2. O homem é rácio-emocional: afectivo, movido por emoções, mas, ao mesmo tempo, racional, devendo conduzir-se pela razão. A razão sozinha pode ser cruel, mas a simples bondade emotiva, sem inteligência, pode levar a problemas maiores e a becos sem saída.
Naquilo que nos ocupa, isto significa que não basta o sentimento. Assim, é uma lástima que a Europa seja incapaz de unir-se para encontrar solução para este problema gigantesco dos refugiados e dos fluxos migratórios, que só pode ser minorado dentro de uma política comum e na colaboração dos Estados, da sociedade civil, de organizações religiosas, como pediu Francisco. Exige-se generosidade e competência e eficiência, mas acompanhadas da necessária lucidez, como manda também o Evangelho: "Simples como as pombas, prudentes como as serpentes." A política de acolhimento de refugiados e outros não pode dar azo ao incremento da extrema-direita política, com incitamentos racistas e xenófobos. Aí está a necessidade de atacar os traficantes de pessoas e a atenção a possíveis infiltrações jihadistas. Como já aqui tenho escrito, será preciso atacar e destruir com a força das armas, no terreno, o bárbaro e intolerável autoproclamado Estado Islâmico.

3. Somos inocentes em relação a esta tragédia? Claro que não. E não é preciso estarmos constantemente a massacrar-nos com a história, verdadeira, da exploração: os impérios coloniais, o ouro da América, o tráfico de escravos, a divisão da África no século XIX, a divisão do Médio Oriente na sequência da I Guerra Mundial... Lembro apenas o que sucedeu mais recentemente com a insensatez das guerras no Iraque e na Líbia, levadas a cabo pelos Estados Unidos e a Europa. Como escreve o filósofo Bernardo P. Andreo, estas são as causas próximas da tragédia. A Guerra do Iraque "desestabilizou a precária situação de paz da zona conseguida ao longo de décadas. Tratava-se de uma paz imposta e mortal para muitas pessoas. Um rosário de regimes ditatoriais impunham-se na zona, mas garantiam que a barbárie não se estendesse. Assim, Afeganistão, Paquistão, Irão, Iraque, Síria e Jordânia eram regimes estabilizados que exerciam um nível de violência contido. A intrusão dos Estados Unidos fez voar pelos ares aquele equilíbrio instável e abriu a caixa das abominações." A guerra contra a Líbia foi "outra conta deste rosário de barbárie. Kadhafi passou de o amigo do Ocidente, que todos acolhiam, ao diabo em pessoa", seguindo-se a atomização da zona em grupúsculos apoiados nas armas que o Ocidente entregou aos grupos hostis ao regime. E há a Síria.

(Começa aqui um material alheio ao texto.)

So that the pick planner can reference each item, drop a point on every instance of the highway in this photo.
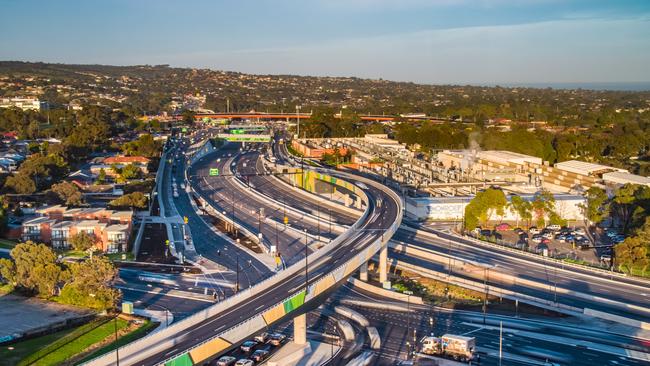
(378, 221)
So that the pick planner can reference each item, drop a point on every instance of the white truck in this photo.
(449, 345)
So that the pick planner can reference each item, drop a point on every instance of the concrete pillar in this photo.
(363, 272)
(300, 329)
(383, 263)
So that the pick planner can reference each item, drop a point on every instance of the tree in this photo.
(83, 241)
(522, 208)
(67, 193)
(130, 171)
(101, 177)
(543, 204)
(597, 207)
(484, 205)
(131, 200)
(634, 251)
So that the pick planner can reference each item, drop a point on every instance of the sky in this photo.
(435, 41)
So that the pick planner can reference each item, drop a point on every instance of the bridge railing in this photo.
(254, 323)
(165, 339)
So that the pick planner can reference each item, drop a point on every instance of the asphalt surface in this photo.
(378, 221)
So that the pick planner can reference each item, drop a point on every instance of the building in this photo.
(56, 225)
(569, 207)
(618, 178)
(316, 148)
(23, 103)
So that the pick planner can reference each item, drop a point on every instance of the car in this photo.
(260, 355)
(277, 339)
(262, 338)
(244, 362)
(248, 346)
(502, 227)
(226, 361)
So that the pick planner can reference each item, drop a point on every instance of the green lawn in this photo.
(7, 244)
(138, 333)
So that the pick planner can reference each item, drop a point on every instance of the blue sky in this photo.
(435, 41)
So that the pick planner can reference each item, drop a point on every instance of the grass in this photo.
(7, 244)
(143, 330)
(118, 256)
(73, 343)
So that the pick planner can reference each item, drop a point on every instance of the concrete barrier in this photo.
(385, 293)
(351, 314)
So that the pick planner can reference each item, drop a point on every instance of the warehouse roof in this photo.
(584, 168)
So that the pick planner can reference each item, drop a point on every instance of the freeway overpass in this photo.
(289, 293)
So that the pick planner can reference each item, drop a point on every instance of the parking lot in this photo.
(575, 243)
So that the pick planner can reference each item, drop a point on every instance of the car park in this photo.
(262, 338)
(248, 346)
(260, 355)
(245, 362)
(277, 339)
(226, 361)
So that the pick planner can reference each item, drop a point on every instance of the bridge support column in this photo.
(300, 329)
(363, 272)
(383, 263)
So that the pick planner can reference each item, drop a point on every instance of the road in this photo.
(379, 220)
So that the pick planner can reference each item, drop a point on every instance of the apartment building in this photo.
(56, 225)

Mas também é preciso dizer que a Europa e o Ocidente não são os responsáveis por todos os males do mundo. Assim, por exemplo, há quem pergunte, com razão, porque é que os refugiados, na sua maioria muçulmanos, não procuram para refúgio também países islâmicos ricos da região, como a Arábia Saudita, os Emiratos Árabes Unidos, o Koweit... E porque é que o KAICIID não tem a sua sede em Riade, por exemplo.

4. Como escreveu o teólogo José Ignacio González Faus, a pensar nos fluxos migratórios, trata-se de um "problema insolúvel": "Porque nem nós podemos acolher ao mesmo tempo milhões de imigrantes nem eles podem deixar de emigrar, dadas as suas condições de vida e as nossas." Mais uma razão para agir segundo a razão na próxima Cimeira Ambiental da ONU, em Paris, "porque os entendidos prognosticam uma terceira onda migratória, devida à mudança climática que afectará sobretudo os países do Sul".